Será mais difícil se houver presença de torcida? É bom [ter torcida ao seu lado] quando tudo sai bem, mas se não entra no jogo e encontra dificuldades, essa torcida tem muito peso em cima. Eu prefiro porque, como um esportista, é mais natural jogar perante a torcida. Para mim será mais complicado por ser croata e ter sido treinador da seleção. O único que precisa se preparar mais sou eu.

O senhor fala sobre desenvolver o basquete brasileiro para os próximos 10, 15 anos. Gostaria de permanecer no cargo por mais quanto tempo? A princípio eu teria um contrato até os Jogos Olímpicos de 2020. Quando acabou o Mundial, na mesma noite do jogo contra os EUA, o presidente da CBB [confederação brasileira] e o diretor esportivo me disseram: "coach, nós queremos que você continue". Não firmamos nada e aqui estamos em mútuo acordo. Posso sair depois do Pré-Olímpico, dos Jogos, ou em três ou quatro anos. Quando a CBB pensar que é preciso trocar ou acabou o trabalho, nenhum tipo de problema. Eu estou aqui porque acredito que possamos fazer muitas coisas boas. Ninguém no Brasil poderá ignorar Yago, Gui Santos, Didi Louzada, todo mundo que chegou [à seleção na sua gestão]. Ninguém pode falar que o futuro do Brasil não é muito lindo, e isso para mim é como uma medalha de ouro.

Didi e LeBron disputam a bola no meio da quadra
Didi Louzada chegou à NBA no fim da temporada e já encarou LeBron James - Stephen Lew - 16.mai.21/USA TODAY Sports

O senhor se sentiu bem recebido pelos treinadores brasileiros de ponta, além daqueles que fazem parte da sua comissão técnica? Quando cheguei, disse que não conhecia ninguém no Brasil e pedi que a CBB me desse os assistentes. Primeiro foi [Bruno] Savignani e [César] Guidetti, depois chegou Léo Figueiró. Estou com eles diariamente, falando de muitas coisas. E o preparador atlético Bruno Nicolaci, um monstro de preparação, um dos melhores que já vi. Estou muito contente com a química entre nós. Com os demais entro em contato quando estou no Brasil e visitando os jogos. Esses três treinadores são a janela em que vejo os treinadores brasileiros. Falo com os três e significa que falo com os demais. A pandemia prejudicou, porque não posso estar mais tempo no Brasil. Aqui na Croácia vejo todos os jogos e estou consciente de todos, mas me falta mais contato físico com treinadores brasileiros.

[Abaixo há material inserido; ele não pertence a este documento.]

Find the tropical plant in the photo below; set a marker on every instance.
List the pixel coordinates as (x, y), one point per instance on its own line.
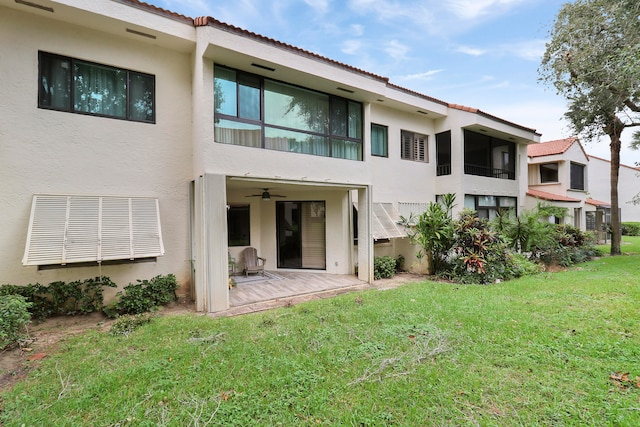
(432, 231)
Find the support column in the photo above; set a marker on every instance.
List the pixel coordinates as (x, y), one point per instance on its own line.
(365, 239)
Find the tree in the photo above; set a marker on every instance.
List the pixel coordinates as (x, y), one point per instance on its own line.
(433, 232)
(592, 59)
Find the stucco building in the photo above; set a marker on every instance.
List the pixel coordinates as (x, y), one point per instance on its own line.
(137, 142)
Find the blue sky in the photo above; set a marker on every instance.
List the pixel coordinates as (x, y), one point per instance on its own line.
(479, 53)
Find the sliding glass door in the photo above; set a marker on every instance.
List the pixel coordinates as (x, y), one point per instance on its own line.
(301, 235)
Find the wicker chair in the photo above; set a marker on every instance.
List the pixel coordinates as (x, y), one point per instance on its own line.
(252, 262)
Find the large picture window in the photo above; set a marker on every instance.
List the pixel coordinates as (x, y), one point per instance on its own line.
(263, 113)
(379, 141)
(76, 86)
(238, 225)
(413, 146)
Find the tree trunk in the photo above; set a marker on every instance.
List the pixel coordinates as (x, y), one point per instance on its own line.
(616, 231)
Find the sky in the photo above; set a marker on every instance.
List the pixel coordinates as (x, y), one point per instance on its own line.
(479, 53)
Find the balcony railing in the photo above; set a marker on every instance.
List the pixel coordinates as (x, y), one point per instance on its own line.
(443, 170)
(490, 172)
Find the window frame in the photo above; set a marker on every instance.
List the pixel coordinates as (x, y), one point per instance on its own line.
(70, 108)
(335, 143)
(414, 146)
(581, 186)
(385, 143)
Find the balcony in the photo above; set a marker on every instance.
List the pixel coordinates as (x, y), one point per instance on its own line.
(489, 172)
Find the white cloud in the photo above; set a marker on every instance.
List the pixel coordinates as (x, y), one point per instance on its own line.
(320, 6)
(476, 9)
(428, 75)
(473, 51)
(351, 47)
(357, 30)
(396, 50)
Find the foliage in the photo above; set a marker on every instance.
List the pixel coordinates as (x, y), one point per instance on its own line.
(631, 228)
(14, 318)
(126, 324)
(480, 255)
(573, 246)
(145, 295)
(61, 298)
(536, 351)
(592, 60)
(383, 267)
(433, 231)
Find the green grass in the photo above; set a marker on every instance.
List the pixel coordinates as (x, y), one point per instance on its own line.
(538, 351)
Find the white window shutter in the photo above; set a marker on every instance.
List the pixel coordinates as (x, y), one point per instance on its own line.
(66, 229)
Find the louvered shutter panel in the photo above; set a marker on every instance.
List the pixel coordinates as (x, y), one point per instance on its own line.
(116, 229)
(406, 141)
(47, 224)
(419, 149)
(313, 235)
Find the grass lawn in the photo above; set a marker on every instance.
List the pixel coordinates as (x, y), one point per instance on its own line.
(540, 351)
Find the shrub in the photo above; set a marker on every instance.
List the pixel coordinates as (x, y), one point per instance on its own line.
(145, 295)
(383, 267)
(14, 318)
(631, 228)
(480, 255)
(77, 297)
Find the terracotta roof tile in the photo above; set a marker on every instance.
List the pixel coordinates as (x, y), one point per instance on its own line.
(490, 116)
(559, 146)
(550, 196)
(155, 9)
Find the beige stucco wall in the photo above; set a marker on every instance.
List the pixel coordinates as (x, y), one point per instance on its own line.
(628, 186)
(44, 151)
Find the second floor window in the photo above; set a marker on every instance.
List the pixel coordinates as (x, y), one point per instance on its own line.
(263, 113)
(76, 86)
(548, 172)
(413, 146)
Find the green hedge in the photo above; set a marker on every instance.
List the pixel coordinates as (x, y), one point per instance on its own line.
(631, 228)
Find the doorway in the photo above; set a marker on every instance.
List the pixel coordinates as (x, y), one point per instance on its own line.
(301, 235)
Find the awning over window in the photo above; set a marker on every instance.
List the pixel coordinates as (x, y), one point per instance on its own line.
(67, 229)
(385, 222)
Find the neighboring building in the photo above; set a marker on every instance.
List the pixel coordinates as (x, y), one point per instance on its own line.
(137, 142)
(628, 186)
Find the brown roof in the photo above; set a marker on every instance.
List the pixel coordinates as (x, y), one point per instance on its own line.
(594, 202)
(559, 146)
(550, 196)
(490, 116)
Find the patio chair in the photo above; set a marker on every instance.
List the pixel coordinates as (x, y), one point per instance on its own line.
(252, 262)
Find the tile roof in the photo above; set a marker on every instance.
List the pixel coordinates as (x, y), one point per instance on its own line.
(594, 202)
(559, 146)
(490, 116)
(207, 20)
(550, 196)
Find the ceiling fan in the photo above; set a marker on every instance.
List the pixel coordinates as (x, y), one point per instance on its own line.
(265, 195)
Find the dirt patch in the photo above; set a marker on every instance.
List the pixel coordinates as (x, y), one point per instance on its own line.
(15, 363)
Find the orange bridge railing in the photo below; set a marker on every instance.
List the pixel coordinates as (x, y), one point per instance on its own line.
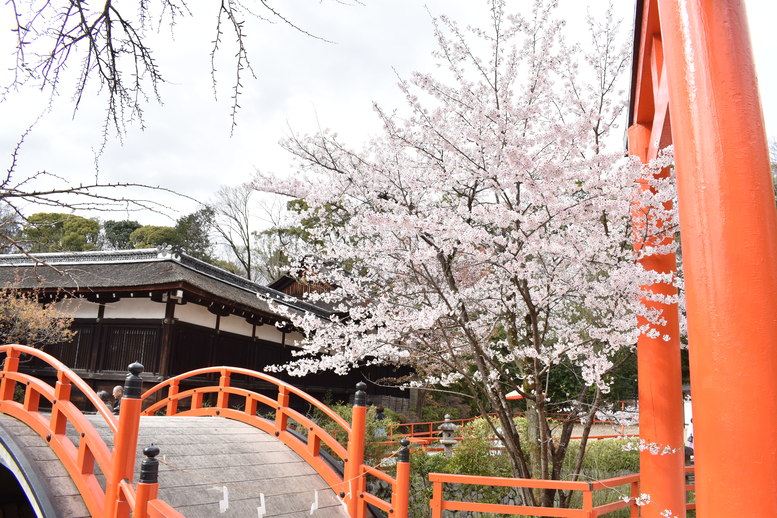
(277, 417)
(118, 498)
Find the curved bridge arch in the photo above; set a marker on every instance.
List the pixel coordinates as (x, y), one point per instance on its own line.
(98, 452)
(14, 459)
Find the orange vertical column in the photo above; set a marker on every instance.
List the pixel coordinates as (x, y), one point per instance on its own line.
(353, 468)
(659, 373)
(728, 223)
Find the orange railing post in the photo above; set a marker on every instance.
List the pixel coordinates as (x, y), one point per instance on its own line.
(281, 417)
(148, 484)
(634, 509)
(588, 503)
(172, 401)
(436, 501)
(11, 364)
(401, 495)
(353, 466)
(125, 443)
(222, 400)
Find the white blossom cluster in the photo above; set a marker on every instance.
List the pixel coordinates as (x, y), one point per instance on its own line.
(486, 236)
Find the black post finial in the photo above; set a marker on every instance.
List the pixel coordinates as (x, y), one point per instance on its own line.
(404, 452)
(149, 468)
(133, 382)
(360, 398)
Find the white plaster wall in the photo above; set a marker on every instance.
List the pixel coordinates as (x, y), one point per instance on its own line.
(195, 314)
(269, 332)
(77, 308)
(235, 324)
(135, 308)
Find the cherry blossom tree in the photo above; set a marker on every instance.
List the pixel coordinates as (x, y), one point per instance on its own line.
(485, 237)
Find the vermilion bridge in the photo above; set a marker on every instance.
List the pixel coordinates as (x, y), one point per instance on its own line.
(238, 456)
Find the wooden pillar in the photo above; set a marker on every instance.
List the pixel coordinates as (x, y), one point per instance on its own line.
(166, 344)
(659, 372)
(728, 225)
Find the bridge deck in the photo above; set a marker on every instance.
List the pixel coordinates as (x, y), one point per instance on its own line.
(200, 456)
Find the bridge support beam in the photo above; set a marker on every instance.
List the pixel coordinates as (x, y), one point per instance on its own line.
(728, 225)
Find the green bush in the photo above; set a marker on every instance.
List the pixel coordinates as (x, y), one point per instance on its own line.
(374, 450)
(604, 458)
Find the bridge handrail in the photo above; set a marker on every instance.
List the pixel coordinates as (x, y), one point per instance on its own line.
(438, 504)
(350, 484)
(587, 509)
(255, 374)
(72, 377)
(78, 460)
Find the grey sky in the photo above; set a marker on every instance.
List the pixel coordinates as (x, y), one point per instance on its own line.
(302, 82)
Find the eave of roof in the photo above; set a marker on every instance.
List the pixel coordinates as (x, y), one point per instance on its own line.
(155, 266)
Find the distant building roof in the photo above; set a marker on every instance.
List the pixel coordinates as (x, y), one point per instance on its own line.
(144, 269)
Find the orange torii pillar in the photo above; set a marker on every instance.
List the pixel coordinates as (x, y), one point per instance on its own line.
(662, 473)
(728, 224)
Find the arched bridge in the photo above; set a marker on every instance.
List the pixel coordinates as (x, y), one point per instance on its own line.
(183, 448)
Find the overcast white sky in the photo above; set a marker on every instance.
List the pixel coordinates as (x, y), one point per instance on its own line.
(301, 83)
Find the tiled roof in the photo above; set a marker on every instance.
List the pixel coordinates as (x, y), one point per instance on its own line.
(127, 269)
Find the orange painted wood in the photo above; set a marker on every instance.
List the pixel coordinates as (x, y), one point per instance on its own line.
(728, 223)
(658, 358)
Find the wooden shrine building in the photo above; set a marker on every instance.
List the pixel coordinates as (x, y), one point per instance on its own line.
(172, 313)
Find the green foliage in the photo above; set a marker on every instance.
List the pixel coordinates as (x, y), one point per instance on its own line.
(117, 233)
(193, 233)
(149, 236)
(374, 450)
(190, 233)
(605, 458)
(474, 456)
(228, 266)
(54, 232)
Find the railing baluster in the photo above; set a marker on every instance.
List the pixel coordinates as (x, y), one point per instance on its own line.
(281, 417)
(125, 443)
(588, 503)
(353, 468)
(31, 399)
(11, 364)
(223, 397)
(436, 502)
(148, 484)
(172, 399)
(58, 421)
(401, 492)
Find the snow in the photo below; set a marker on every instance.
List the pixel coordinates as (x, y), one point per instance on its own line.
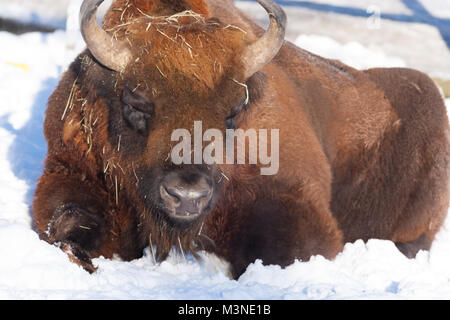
(30, 66)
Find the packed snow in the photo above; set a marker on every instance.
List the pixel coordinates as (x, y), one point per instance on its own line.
(30, 66)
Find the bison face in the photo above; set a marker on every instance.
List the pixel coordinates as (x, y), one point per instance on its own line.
(167, 72)
(140, 128)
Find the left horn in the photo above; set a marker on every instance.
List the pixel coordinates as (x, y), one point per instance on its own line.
(261, 52)
(109, 51)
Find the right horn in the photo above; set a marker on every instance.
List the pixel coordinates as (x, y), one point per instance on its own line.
(110, 52)
(261, 52)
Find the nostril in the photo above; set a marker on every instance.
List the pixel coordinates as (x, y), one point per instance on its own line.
(169, 196)
(186, 199)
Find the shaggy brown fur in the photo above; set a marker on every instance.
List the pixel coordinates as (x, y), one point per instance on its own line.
(362, 154)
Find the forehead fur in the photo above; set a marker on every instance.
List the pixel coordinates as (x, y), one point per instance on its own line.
(183, 47)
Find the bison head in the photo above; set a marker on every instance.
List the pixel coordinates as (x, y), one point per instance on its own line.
(155, 73)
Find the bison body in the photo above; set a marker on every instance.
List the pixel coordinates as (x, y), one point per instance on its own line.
(362, 154)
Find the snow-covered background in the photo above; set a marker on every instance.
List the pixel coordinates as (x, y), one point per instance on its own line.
(30, 67)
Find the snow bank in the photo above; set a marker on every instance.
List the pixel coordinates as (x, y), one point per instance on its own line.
(49, 13)
(31, 269)
(352, 53)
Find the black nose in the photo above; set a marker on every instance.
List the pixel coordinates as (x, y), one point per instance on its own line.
(185, 199)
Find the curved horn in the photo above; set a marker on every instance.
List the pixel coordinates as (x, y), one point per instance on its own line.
(261, 52)
(110, 52)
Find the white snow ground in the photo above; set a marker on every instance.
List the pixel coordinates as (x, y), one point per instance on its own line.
(30, 66)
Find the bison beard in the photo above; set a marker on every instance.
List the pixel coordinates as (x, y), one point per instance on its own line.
(363, 154)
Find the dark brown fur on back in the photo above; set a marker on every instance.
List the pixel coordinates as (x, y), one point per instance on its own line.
(363, 154)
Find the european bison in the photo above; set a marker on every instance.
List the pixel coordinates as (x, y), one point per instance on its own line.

O senhor teve uma experiência incômoda no início do ano, de viajar da Croácia para jogos na Colômbia e os jogadores brasileiros não poderem entrar no país por causa da pandemia. Como o senhor tem acompanhado a distância essa situação dramática do país? Sempre prefiro viajar um dia antes dos atletas, e por isso fui prejudicado. Depois de 30 horas de viagem, chego a Cáli e no aeroporto escuto a notícia que brasileiros não podem entrar em Colômbia. Mas penso que situação vai melhorar agora com as vacinas.

Além das pessoas a que sou conectado profissionalmente, tenho amigos onde moro, em Campinas. Quando estou em contato com eles, a primeira coisa que pergunto é como está a situação. Quatro mil mortos pela pandemia diariamente foi um golpe muito duro.

Aleksandar Petrovic, 62

Nascido em Sibenik, o croata jogou basquete até o início dos anos 1990, conquistando a medalha olímpica de bronze em Los Angeles-1984 e nos Mundiais de 1982 e 1986 pela Iugoslávia. Como treinador, além de clubes europeus, teve três passagens pela seleção da Croácia (inclusive na Rio-2016) e uma pela da Bósnia e Herzegovina. Comanda o Brasil desde 2017. É irmão de Drazen Petrovic, lendário jogador de basquete croata que chegou à NBA e morreu em acidente de carro em 1993.